Amerika bağımsızlığını İngiltere ile savaşarak elde etti.
Bağımsızlığını ilan ettiği topraklara ise Kızılderilileri öldüre öldüre sahip
oldu. Bağımsızlık bildirisinde bile onlardan “Acımasız vahşiler” diye söz
edilir. Bağımsızlık bildirisini kaleme alan Thomas Jefferson Kızılderililerin
topraklarını ele geçirmenin beyazların hakkı olduğunu söyler. İlk
cumhurbaşkanlarından John Adams’ göre Kızılderililer “Kanlı av köpekleridir”.

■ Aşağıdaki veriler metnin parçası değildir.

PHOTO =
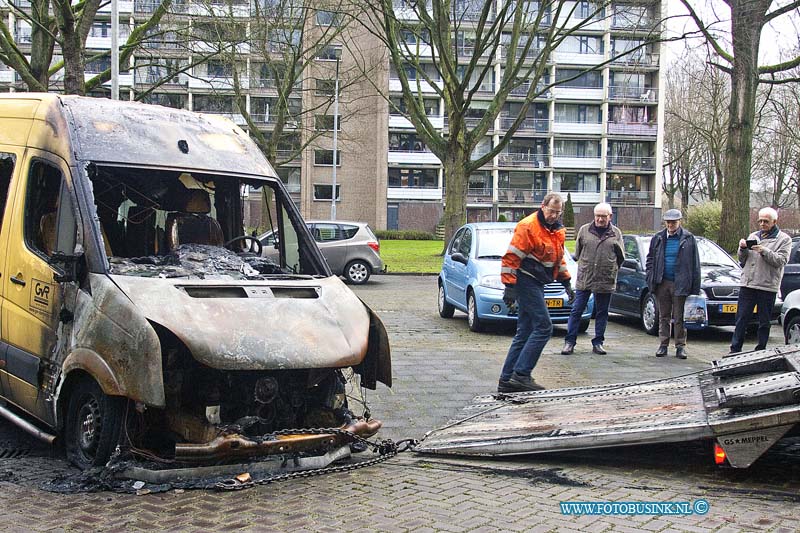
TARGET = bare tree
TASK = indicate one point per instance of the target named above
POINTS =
(696, 102)
(67, 25)
(741, 62)
(447, 48)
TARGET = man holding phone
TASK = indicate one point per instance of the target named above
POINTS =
(762, 256)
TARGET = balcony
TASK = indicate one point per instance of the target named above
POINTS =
(631, 163)
(638, 59)
(415, 157)
(578, 93)
(521, 196)
(235, 117)
(482, 195)
(631, 197)
(124, 6)
(577, 162)
(519, 53)
(633, 128)
(425, 87)
(414, 193)
(287, 157)
(216, 82)
(523, 159)
(572, 58)
(580, 197)
(637, 94)
(522, 90)
(536, 125)
(578, 128)
(631, 22)
(400, 122)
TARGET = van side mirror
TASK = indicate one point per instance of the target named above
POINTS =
(459, 258)
(631, 263)
(73, 266)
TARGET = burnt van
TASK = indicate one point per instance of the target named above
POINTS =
(137, 313)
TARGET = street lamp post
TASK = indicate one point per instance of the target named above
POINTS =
(114, 50)
(335, 138)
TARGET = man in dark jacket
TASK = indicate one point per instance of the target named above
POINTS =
(598, 250)
(673, 273)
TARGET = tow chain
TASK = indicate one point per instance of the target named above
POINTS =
(386, 449)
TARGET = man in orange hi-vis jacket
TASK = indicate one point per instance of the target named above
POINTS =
(534, 258)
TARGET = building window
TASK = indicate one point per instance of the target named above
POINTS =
(576, 182)
(323, 192)
(413, 178)
(580, 79)
(324, 87)
(325, 158)
(325, 123)
(330, 53)
(327, 18)
(219, 69)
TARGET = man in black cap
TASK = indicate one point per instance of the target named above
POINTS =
(673, 273)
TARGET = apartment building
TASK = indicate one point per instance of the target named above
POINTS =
(597, 136)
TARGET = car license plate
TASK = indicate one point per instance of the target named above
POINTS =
(732, 308)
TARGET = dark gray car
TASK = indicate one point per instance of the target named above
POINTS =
(351, 248)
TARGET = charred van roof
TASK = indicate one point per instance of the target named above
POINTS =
(107, 131)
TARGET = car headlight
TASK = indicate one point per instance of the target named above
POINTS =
(492, 282)
(695, 308)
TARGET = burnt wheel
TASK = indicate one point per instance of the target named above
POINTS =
(650, 314)
(93, 423)
(792, 330)
(357, 272)
(473, 320)
(446, 310)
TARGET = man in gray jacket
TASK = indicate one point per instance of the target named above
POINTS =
(673, 273)
(762, 256)
(598, 250)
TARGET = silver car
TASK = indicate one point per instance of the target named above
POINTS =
(351, 248)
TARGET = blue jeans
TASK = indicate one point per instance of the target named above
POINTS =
(534, 329)
(749, 298)
(601, 302)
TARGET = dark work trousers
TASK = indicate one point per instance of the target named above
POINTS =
(670, 308)
(748, 299)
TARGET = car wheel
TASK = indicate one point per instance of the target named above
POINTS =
(446, 310)
(357, 272)
(792, 330)
(473, 320)
(93, 423)
(650, 314)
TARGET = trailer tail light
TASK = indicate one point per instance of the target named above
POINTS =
(720, 457)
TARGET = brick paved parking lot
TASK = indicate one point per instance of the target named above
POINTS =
(439, 365)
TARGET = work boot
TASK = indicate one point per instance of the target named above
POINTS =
(523, 383)
(598, 349)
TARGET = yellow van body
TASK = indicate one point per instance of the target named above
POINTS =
(131, 294)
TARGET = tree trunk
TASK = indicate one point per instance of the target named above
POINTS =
(455, 212)
(746, 24)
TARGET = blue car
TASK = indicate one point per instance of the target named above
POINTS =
(470, 279)
(716, 304)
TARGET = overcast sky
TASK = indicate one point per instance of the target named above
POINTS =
(779, 39)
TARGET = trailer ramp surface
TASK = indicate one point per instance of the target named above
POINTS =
(746, 402)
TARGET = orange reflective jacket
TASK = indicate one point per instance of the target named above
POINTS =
(536, 251)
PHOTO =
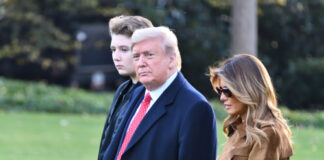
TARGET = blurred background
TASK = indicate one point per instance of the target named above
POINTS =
(56, 66)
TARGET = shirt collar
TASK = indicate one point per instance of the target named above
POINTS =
(155, 94)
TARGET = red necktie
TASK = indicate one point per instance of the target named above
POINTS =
(134, 124)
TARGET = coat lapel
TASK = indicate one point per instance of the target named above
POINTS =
(112, 149)
(157, 111)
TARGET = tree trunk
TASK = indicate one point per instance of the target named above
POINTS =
(244, 27)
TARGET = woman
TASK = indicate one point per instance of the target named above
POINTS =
(255, 127)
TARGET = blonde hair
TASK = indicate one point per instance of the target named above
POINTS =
(249, 81)
(126, 25)
(169, 40)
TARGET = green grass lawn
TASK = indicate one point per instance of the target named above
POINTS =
(39, 136)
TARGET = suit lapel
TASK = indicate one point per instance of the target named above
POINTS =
(157, 111)
(119, 136)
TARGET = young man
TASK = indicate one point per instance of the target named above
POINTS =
(121, 29)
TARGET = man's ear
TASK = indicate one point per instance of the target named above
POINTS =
(172, 60)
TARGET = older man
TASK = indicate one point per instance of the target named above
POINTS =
(170, 120)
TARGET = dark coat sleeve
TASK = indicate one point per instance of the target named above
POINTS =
(198, 136)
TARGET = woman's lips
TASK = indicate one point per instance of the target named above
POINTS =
(119, 66)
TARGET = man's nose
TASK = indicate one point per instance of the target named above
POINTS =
(141, 60)
(116, 55)
(222, 97)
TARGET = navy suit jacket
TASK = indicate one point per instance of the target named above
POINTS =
(180, 125)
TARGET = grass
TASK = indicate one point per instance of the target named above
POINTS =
(38, 136)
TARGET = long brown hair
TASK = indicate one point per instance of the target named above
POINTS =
(249, 81)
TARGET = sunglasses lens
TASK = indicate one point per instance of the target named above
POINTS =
(226, 91)
(219, 90)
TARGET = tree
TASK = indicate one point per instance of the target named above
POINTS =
(244, 27)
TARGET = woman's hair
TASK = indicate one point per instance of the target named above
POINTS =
(126, 25)
(169, 40)
(249, 81)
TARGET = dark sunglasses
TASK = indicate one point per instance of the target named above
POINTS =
(224, 90)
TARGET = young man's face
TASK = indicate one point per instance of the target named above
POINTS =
(122, 55)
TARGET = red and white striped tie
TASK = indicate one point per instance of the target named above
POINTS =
(134, 124)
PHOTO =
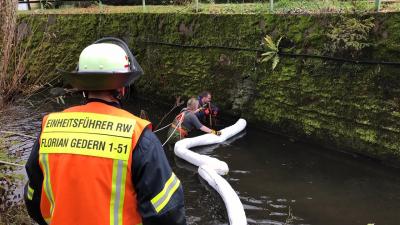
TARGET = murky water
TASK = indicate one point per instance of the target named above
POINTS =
(278, 181)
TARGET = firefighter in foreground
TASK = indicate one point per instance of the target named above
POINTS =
(186, 121)
(97, 164)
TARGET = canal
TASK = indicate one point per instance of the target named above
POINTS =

20 milyonun üzerinde Kızılderili ya öldürülmüş ye da ölümcül
şartlar içine itilmiştir. Çeşitli işkencelere, tecavüzlere, hastalığa, açlığa
ve sürgüne maruz bırakılmış, çocuk kadın demeden acımasızca
katledilmiştir. İlk biyolojik silah
onlar için kullanılmış, çiçek virüsü bulaştırılmış battaniyeler verilerek
binlerce Kızılderili ölüme terk edilmiştir. Amerikan hükümeti her Kızılderili
kafatası için 5 dolar vererek adeta soykırım yapmıştır. Bununla yetinilmemiş,
Kızılderililerin en önemli besin kaynağı olan bizonlar da öldürülüp
Kızılderililer açlığa mahkûm edilmiştir. İlk zamanlar kuzey Amerika’da 50
milyon bizon varken 1889’da ülkede sadece 540 bizon kalmıştı.
KATLİAMLARA DEVAM
Amerika ülke dışındaki katliamlara erken başladı. 1899’dan
1902’ye kadar Filipinleri zapturapt altına almak için yapılan askeri harekâtta
200.000 Filipinli can vermiş, on binlercesi yaralanmış ve işkence görmüştü.

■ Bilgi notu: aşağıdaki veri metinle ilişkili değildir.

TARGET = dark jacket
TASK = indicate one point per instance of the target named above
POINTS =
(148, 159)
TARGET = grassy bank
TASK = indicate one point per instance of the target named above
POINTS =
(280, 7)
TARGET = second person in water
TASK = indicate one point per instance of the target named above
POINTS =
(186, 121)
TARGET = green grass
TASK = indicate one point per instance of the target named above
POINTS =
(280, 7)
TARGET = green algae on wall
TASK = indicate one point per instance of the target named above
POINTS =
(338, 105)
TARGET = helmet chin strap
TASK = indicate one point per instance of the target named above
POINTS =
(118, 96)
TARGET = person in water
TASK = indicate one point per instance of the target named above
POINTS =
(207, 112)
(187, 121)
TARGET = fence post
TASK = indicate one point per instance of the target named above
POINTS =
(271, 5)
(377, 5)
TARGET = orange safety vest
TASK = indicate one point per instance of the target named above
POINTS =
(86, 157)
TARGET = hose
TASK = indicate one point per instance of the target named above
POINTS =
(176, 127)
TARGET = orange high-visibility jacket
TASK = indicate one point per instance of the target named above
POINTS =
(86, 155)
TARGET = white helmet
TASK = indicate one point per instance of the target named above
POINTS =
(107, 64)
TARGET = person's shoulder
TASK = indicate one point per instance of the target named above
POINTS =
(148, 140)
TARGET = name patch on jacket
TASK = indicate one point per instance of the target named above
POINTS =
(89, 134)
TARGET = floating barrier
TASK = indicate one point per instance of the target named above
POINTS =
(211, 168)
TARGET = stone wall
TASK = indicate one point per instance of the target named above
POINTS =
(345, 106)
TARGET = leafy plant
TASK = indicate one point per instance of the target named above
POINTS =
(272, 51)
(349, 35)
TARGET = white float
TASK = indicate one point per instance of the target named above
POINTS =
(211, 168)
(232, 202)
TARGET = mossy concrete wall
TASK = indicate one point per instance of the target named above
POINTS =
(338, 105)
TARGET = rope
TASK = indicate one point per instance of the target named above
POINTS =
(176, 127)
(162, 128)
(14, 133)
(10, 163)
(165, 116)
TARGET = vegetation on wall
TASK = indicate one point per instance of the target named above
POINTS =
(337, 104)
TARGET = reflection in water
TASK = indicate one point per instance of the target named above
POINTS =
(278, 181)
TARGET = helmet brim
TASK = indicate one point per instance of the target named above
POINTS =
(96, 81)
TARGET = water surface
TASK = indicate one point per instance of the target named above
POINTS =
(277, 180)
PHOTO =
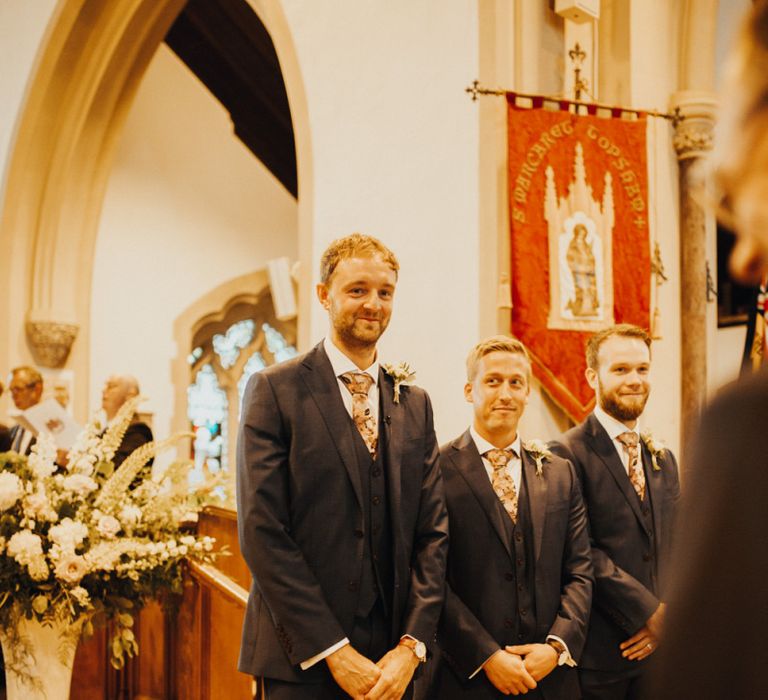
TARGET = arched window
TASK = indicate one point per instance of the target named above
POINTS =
(227, 348)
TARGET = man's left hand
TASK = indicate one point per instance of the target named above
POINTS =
(397, 667)
(640, 645)
(655, 622)
(539, 659)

6 ve 9 Ağustos 1945 insanlık tarihinin en acı ve en karanlık
günü oldu. Amerika, önce Hiroşima’ya
daha sonra da Nagazaki’ye atom bombası attı ve on binlerce masum insanı
acımasızca öldürdü. Kentler harabeye döndü. Sadece insanlar değil o bölgelerde
yaşayan her canlı artık yaşamaz oldu. Radyasyonun etkisi yıllarca devam etti.
Bu bir insanlık suçuydu. Bu bombalar Japonlara değil
insanlığa atıldı ve 6 Ağustos’ta dünya insanlığını kaybetti.

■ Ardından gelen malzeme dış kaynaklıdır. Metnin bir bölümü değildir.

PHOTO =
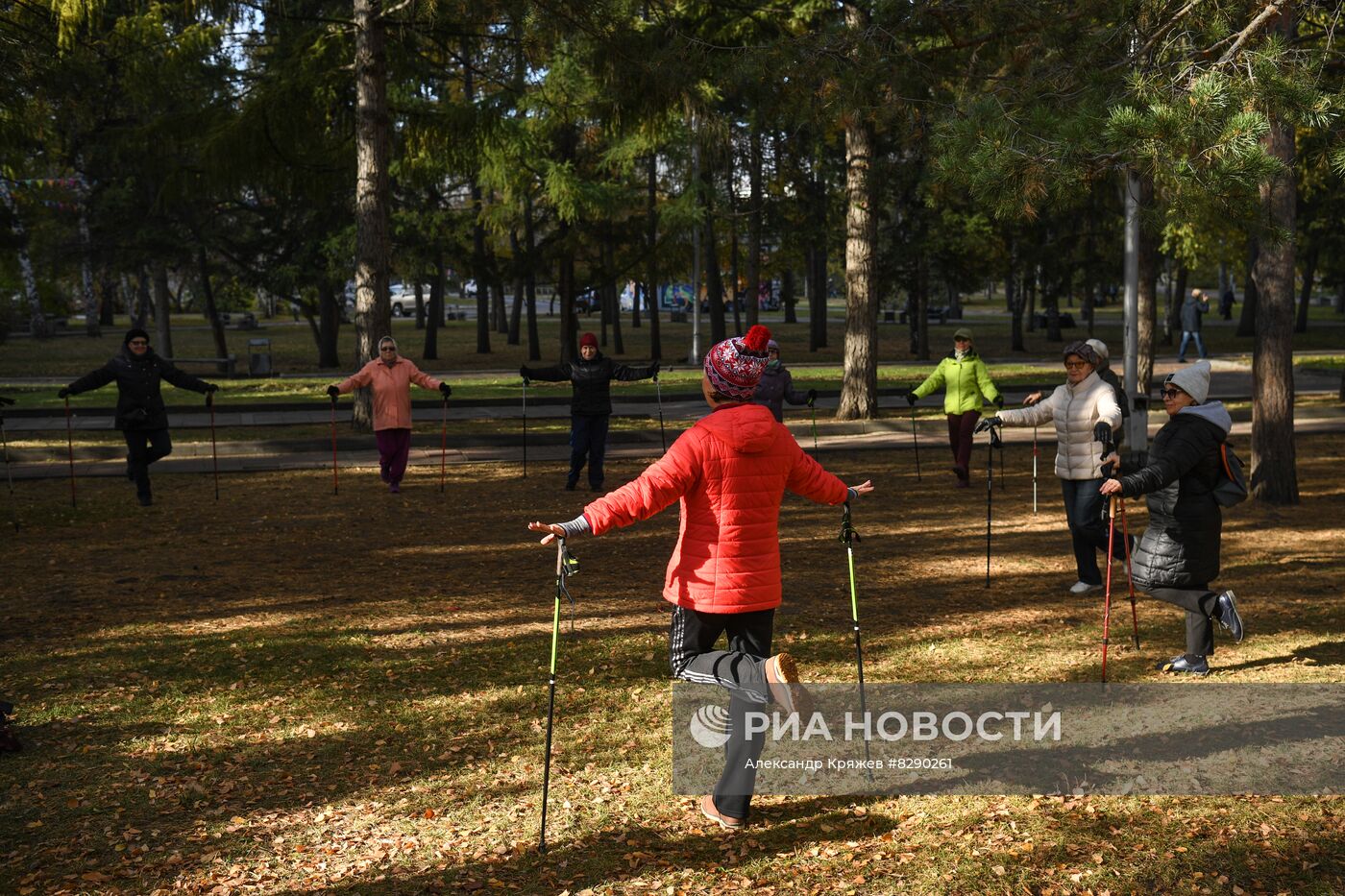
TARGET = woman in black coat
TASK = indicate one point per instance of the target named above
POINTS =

Guatemala ise 1954 yılında Amerika tarafından işgal edildi.
İşgal sonucu askeri yönetim kuruldu. Bu yönetim sırasında daha önce topraksız
köylülere dağıtılan araziler geri alındı. 36 yıl süren iç savaş sonucunda
200.000’nin üzerinde Guatemalalı hayatını kaybetti.
Panama Başkanı Noriega’nın uyuşturucu işiyle uğraştığını
bahane eden Amerika 1989 yılında bu ülkeyi işgal etti. Panama City’de
Noriega’nın büyük halk desteği gördüğü işçi semtleri bombalandı ve zorla
boşaltıldı. Binlerce insan tutuklandı. Zengin Kompradorların desteği ile yeni
bir hükümet kuruldu.
Amerika müdahale edecekse, büyük, küçük ülke demeden
gereğini yapar. Dominik beş kere Amerikan askeri müdahalesine maruz kaldı. 100
binin biraz üzerinde nüfusu olan Granada da Amerikan gaddarlığından nasibini
aldı. 1983’de Reagan yönetimi bu ülkeye işgal ederek yönetimi değiştirdi.
Sonuçta işsizlik ve yoksulluk diz boyu arttı.
Vietnam savaşı ise tam bir trajedidir. Bu savaş 1965 yılında
başlamış ve 1975 yılına kadar sürmüştür. Vietnam 1,5 milyon vatandaşını ve zehirlenme
sonrası topraklarının üçte birini kaybetmesine karşın savaştan galip çıktı. Bu
1.5 milyonun üstündeki Vietnamlının çoğu sivildi, çocuktu, kadındı.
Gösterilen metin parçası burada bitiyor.